🤖 AI Summary
Large vision-language models (LVLMs) suffer from pervasive faithfulness and factual hallucinations, yet existing evaluation benchmarks are predominantly coarse-grained and manually constructed, suffering from poor scalability and data leakage risks. Method: We propose SHALE—the first scalable, fine-grained hallucination benchmark, comprising over 30,000 image–instruction pairs. SHALE employs automated data construction, a hierarchical hallucination induction framework, and input semantic perturbation strategies to enable controllable, diverse, and leakage-free evaluation. It incorporates 12 visual perception dimensions and 6 knowledge domains, supporting multidimensional assessment under both clean and noisy input conditions.
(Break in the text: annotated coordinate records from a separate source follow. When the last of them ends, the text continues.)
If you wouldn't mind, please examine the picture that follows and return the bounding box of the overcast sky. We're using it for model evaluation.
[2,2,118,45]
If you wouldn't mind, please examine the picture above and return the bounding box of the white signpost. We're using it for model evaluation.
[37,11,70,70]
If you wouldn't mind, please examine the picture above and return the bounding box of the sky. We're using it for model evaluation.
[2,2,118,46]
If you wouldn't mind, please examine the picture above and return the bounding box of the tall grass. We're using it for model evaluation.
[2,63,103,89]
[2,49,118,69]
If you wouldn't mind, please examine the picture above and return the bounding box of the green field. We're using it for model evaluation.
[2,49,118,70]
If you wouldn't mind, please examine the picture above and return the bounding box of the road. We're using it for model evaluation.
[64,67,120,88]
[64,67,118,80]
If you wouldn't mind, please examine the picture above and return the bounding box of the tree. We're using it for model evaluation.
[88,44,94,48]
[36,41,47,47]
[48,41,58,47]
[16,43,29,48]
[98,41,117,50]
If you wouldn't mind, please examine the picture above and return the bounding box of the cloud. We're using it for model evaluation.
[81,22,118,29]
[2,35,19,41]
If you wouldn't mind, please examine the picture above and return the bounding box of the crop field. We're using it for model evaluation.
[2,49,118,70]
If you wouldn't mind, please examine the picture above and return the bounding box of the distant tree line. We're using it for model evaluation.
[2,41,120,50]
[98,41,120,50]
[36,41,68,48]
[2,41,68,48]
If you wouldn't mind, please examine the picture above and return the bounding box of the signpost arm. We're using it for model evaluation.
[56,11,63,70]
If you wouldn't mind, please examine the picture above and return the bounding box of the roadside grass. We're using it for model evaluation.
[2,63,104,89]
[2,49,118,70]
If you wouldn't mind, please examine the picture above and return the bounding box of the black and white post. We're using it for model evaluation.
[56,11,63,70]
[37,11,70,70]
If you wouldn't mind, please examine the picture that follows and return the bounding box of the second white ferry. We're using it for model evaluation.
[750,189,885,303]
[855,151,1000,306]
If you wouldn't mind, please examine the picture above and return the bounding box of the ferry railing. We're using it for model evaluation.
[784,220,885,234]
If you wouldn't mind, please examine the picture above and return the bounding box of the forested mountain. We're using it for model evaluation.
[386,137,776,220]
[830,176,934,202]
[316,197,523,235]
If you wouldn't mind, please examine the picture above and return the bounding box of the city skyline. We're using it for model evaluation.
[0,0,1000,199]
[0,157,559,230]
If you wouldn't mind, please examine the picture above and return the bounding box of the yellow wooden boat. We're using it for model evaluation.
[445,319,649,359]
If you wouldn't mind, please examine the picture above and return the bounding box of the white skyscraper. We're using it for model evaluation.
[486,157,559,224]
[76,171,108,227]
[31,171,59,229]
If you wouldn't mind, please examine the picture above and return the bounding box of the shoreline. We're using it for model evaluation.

Contribution/Results: Extensive experiments reveal severe factual hallucination across 20+ state-of-the-art LVLMs and high sensitivity to semantic perturbations, thereby filling a critical gap in scalable, fine-grained hallucination evaluation.
📝 Abstract
Despite rapid advances, Large Vision-Language Models (LVLMs) still suffer from hallucinations, i.e., generating content inconsistent with input or established world knowledge, which correspond to faithfulness and factuality hallucinations, respectively. Prior studies primarily evaluate faithfulness hallucination at a coarse level (e.g., object-level) and lack fine-grained analysis. Additionally, existing benchmarks rely on costly manual curation or reused public datasets, raising concerns about scalability and data leakage. To address these limitations, we propose an automated data construction pipeline that produces scalable, controllable, and diverse evaluation data. We also design a hierarchical hallucination induction framework with input perturbations to simulate realistic noisy scenarios. Integrating these designs, we construct SHALE, a Scalable HALlucination Evaluation benchmark designed to assess both faithfulness and factuality hallucinations via a fine-grained hallucination categorization scheme. SHALE comprises over 30K image-instruction pairs spanning 12 representative visual perception aspects for faithfulness and 6 knowledge domains for factuality, considering both clean and noisy scenarios. Extensive experiments on over 20 mainstream LVLMs reveal significant factuality hallucinations and high sensitivity to semantic perturbations.